Accurate forecasting of power output for previously unseen photovoltaic installations is of critical importance to the reliability and efficiency of renewable-energy management systems. Existing data-driven PV prediction techniques rely primarily on historical measurements from familiar systems, which constrains their applicability to new sites without prior observations. To address this limitation, we introduce a Generative Adversarial Domain enhanced Prediction Network (GADPN). GADPN employs an adversarial generator to synthesize diverse pseudo domain samples that mitigate distributional discrepancies between source and target domains. Through an alternating optimization regime, the framework enforces both semantic consistency and manifold regularization constraints to align synthesized and empirical feature representations, while a Transformer-based predictor captures local and global temporal dynamics. We evaluate the proposed approach on nine geographically and capacity-diverse PV systems (ranging from 2.16 kW to 45.78 kW) under a zero-sample setting. Experimental results demonstrate that GADPN achieves coefficients of determination exceeding 0.97 in eight of the nine cases and attains a peak coefficient of determination of 0.9993, outperforming state-of-the-art baselines.
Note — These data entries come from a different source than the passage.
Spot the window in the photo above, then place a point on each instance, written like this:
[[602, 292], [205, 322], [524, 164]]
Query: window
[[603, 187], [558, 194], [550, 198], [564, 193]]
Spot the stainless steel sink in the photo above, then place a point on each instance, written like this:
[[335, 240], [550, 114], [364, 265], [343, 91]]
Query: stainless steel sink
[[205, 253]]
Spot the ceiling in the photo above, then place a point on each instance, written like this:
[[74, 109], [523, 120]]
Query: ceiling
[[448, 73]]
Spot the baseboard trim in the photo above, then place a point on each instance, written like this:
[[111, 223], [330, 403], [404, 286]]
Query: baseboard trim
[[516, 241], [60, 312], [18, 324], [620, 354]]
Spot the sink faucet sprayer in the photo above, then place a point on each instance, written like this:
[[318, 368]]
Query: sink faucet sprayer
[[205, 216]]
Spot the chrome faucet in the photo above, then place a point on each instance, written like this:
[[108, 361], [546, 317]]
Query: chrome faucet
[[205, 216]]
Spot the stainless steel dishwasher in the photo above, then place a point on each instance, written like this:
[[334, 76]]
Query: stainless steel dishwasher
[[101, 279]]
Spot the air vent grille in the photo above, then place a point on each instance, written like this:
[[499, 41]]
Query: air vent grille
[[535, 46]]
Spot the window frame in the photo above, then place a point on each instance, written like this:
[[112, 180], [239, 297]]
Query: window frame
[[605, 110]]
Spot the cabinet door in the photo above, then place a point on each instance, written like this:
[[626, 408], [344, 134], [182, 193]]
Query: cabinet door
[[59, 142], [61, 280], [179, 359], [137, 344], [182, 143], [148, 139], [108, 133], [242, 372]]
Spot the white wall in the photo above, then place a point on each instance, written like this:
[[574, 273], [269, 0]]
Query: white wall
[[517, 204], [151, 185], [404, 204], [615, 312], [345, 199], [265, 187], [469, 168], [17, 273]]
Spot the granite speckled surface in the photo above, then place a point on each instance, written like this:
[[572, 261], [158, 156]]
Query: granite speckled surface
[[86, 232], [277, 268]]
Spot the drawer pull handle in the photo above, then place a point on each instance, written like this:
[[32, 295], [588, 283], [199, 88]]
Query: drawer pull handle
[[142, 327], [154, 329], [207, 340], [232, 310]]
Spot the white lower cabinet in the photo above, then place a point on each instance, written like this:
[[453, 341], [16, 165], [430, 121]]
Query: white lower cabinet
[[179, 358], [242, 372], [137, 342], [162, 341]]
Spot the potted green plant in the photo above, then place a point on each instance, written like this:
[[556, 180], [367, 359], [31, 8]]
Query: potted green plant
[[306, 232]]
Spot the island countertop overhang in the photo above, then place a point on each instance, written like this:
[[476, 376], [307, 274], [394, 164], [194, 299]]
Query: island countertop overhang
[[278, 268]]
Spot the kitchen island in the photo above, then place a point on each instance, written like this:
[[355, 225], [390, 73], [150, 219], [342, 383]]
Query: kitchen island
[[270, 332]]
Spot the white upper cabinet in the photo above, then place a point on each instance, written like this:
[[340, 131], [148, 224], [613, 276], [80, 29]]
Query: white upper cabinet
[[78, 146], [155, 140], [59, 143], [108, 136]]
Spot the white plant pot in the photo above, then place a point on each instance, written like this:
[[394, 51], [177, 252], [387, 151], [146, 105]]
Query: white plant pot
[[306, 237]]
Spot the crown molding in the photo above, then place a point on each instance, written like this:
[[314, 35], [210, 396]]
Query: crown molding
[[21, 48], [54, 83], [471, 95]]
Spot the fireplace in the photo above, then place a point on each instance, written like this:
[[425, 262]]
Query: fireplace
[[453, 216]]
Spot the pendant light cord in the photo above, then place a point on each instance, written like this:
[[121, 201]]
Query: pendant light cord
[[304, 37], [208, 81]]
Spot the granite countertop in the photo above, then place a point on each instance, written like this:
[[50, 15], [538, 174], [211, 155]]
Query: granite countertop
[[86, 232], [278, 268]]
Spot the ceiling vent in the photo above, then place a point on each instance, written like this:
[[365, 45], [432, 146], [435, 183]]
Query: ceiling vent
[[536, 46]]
These findings confirm GADPN’s effectiveness for robust, zero-sample generalization in PV power forecasting.
未知光伏系统功率预测的对抗多源域泛化方法
准确预测以前看不到的光伏装置的输出功率对可再生能源管理系统的可靠性和效率至关重要。现有的数据驱动PV预测技术主要依赖于熟悉系统的历史测量,这限制了它们在没有事先观测的情况下对新站点的适用性。为了解决这一限制,我们引入了生成对抗域增强预测网络(GADPN)。GADPN采用对抗生成器来合成不同的伪域样本,以减轻源域和目标域之间的分布差异。通过交替优化机制,该框架强制执行语义一致性和多种正则化约束,以对齐合成和经验特征表示,而基于transformer的预测器捕获局部和全局时间动态。我们在零样本设置下对九个地理和容量不同的光伏系统(从2.16千瓦到45.78千瓦)进行了评估。实验结果表明,GADPN在9个案例中有8个案例的确定系数超过0.97,峰值确定系数达到0.9993,优于最先进的基线。这些发现证实了GADPN在PV功率预测中的鲁棒性、零样本泛化的有效性。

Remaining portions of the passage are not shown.